You may think the answer to this question is obvious: everything you see when you visit the property for viewing. But check if the garden shed or greenhouse is included, or are the owners planning to take them when they leave? What about all the fixtures and fittings? Ask to be shown where the boundary lines are and have a clear picture in your mind of everything that is included in the sale and what you will be getting for your money.
When did the property go up for sale?
What you have seen may look good to the eye, but is there a reason why the property has been on the market for more than, say, 4 months? Be sure to ask the agent why they think the property has taken so long to sell. It could just be that the seller isn’t in a hurry to sell and won’t budge on the price, hoping to get a high price for it.
How long has the current owner lived there?
If you learn that the neighbours haven’t been living there for a long time, there could be a reason why they want to move so quickly. Do they have the neighbours from hell?
If the owners are moving out after a short while, ask about the history of the home’s passing through hands and how frequently. A pattern of frequent sales could be an indication of something you need to know about. You may be able to locate the former owners and ask them why.
How did they reach the asking price valuation?
When selling your home, ask the agent how they arrived at the valuation they gave. The agent may even hint that the asking price is overvalued. Don’t forget to look around the area at similar properties for sale and note what they are asking.
What is the bottom-line price?
Asking what the minimum price the seller is likely to accept may yield you greater results than you might think. A movement in the bottom-line price can potentially save thousands of pounds!

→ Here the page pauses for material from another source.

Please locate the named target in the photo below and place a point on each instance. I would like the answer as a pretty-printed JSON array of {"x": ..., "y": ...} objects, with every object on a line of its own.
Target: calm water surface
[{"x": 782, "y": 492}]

Agents will usually give some indication of where this level could be because they are just as keen to sell as the seller is.
Have any offers already been made?
You could probably find out if there had been other offers, but not what they were. However, you may be able to pick up on some strong hints at the area you could be looking at. Remember, the estate agent wants the sale, too.
Is the seller part of a chain?
If the sellers have already found another home to move to, they are likely keen to sell up as quickly as they can. If they haven’t yet found somewhere, the uncertainties increase with the risk of being in a chain.
What are the monthly bills likely to be?
Try and find out how much the council tax is and what band the property lies in, as well as what you can expect to pay for utility bills in the area. Knowing the recurring cost of these expenses will help you create an accurate budget for the long term.